Literature on Fertility Intention and Gaps

To adopt timely and appropriate policies and services that aim to increase the fertility rate in Hong Kong, it is very important to understand the trend of individuals’ fertility intentions and the factors underlying them. The most recent study based on a survey in 2012 showed that the average actual parity among Hong Kong women was 1.3, lower than the average ideal parity of 1.7; and factors associated with first-birth intentions included marital satisfaction, household income, and communication with husbands in terms of childrearing (Chen & Yip, 2017). The current study is needed for the following reasons.

First, it is meaningful to examine the fertility intentions of people of both genders and different levels of parity. Most studies have examined fertility intentions among women only; fertility intentions among men have received less attention (Chen & Yip, 2017; Cheng & Hsu, 2020; Park et al., 2010; C.-K. Wong et al., 2011). While examining female fertility is an approach that obtains accurate TFRs, considering the importance of the involvement of men in fertility decisions and parenting, studies on men’s fertility intentions and comparisons between men and women are needed (Dudel & Klüsener, 2021).

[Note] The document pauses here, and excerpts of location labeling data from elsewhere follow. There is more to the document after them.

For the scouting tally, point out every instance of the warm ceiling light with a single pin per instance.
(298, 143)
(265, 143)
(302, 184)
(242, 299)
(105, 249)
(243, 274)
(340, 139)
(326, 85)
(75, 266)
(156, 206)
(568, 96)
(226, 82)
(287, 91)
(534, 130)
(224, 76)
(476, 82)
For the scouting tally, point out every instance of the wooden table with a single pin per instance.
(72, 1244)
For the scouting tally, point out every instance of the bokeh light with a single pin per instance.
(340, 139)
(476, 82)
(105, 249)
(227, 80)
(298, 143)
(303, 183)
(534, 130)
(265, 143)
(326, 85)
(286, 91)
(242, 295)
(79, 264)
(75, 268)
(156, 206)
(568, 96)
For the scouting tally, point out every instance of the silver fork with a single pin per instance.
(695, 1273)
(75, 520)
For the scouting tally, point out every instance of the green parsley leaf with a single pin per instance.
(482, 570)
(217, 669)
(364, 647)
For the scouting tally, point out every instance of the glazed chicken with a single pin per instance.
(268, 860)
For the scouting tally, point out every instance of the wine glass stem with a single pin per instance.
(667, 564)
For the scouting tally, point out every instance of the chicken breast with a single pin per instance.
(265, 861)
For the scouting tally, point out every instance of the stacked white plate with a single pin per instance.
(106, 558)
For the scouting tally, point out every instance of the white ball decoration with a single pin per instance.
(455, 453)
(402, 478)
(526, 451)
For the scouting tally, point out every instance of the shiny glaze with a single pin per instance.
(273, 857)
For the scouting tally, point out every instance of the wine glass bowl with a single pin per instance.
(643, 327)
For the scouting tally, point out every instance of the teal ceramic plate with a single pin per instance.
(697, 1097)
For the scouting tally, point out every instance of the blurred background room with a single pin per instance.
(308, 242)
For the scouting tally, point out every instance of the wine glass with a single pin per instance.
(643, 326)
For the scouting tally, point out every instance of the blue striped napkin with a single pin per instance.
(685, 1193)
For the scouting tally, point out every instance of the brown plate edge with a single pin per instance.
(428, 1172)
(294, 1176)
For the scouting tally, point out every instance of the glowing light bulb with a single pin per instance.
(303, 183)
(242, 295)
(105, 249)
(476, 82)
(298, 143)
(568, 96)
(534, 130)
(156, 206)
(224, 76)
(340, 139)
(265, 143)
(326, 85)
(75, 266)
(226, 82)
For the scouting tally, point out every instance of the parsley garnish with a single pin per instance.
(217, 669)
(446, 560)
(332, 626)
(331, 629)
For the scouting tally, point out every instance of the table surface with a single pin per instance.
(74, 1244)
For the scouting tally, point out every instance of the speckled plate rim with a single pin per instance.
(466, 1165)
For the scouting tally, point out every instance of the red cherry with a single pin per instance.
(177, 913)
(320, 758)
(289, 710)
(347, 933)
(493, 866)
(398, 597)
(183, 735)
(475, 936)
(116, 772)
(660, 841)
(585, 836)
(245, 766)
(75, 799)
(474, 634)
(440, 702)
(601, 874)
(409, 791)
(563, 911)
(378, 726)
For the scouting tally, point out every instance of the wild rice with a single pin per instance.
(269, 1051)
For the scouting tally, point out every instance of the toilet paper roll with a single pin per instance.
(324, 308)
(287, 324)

Second, the formation of childbearing intentions is a dynamic process that changes as life unfolds. Hayford (2009) found that nonmarriage was associated with a decline in the intended family size, and early first birth was associated with an increase in the intended family size among US women in their life course. According to Lacovou and Tavares (2011), people are very likely to adjust their fertility expectations after the birth of their first child, so first-birth intentions are crucial determinants of the intention to have a second or subsequent child and affect TRF. The intentions of young adults to have their first child have received growing research attention in recent years (Karabchuk, 2020). As stable low-order live births are one of the most important factors underlying the trend of declining fertility in Hong Kong (Census and Statistics Department of Hong Kong, 2020), it is important to examine the fertility intentions of childless individuals, both those who do not have a partner and those who do.

Third, while individual characteristics, the wider sociocultural context, and social policies underlying individuals’ fertility intentions have been extensively examined in several large-scale population surveys, the role of family contextual factors in shaping fertility intentions requires more attention. Research has shown that a high-quality relationship between partners, an egalitarian division of housework, increased paternal investment in childcare, and help from relatives are associated with higher fertility intentions among women (Berninger et al., 2011; Chen & Yip, 2017; Cheng & Hsu, 2020; Park et al., 2010). More research examining the influences of family dynamics, including family functioning and parenting stress, is needed for a better understanding of the determinants of fertility intentions.

Fourth, Hong Kong faces escalating housing problems (H. Wong & Chan, 2019) characterized by chronic persistent shortages, extremely compact sizes, and unaffordability. Housing conditions were found to be significantly associated with fertility behaviors. Property ownership and spacious housing could facilitate the transition to parenthood (Kulu & Vikat, 2007; Mulder & Wagner, 2001). Furthermore, the degree to which people feel secure about their housing conditions was found to be positively associated with their intention to have children (Vignoli et al., 2013). Understanding the geographical variations in fertility intention by housing situations will provide valuable evidence for policymaking and service provision in Hong Kong.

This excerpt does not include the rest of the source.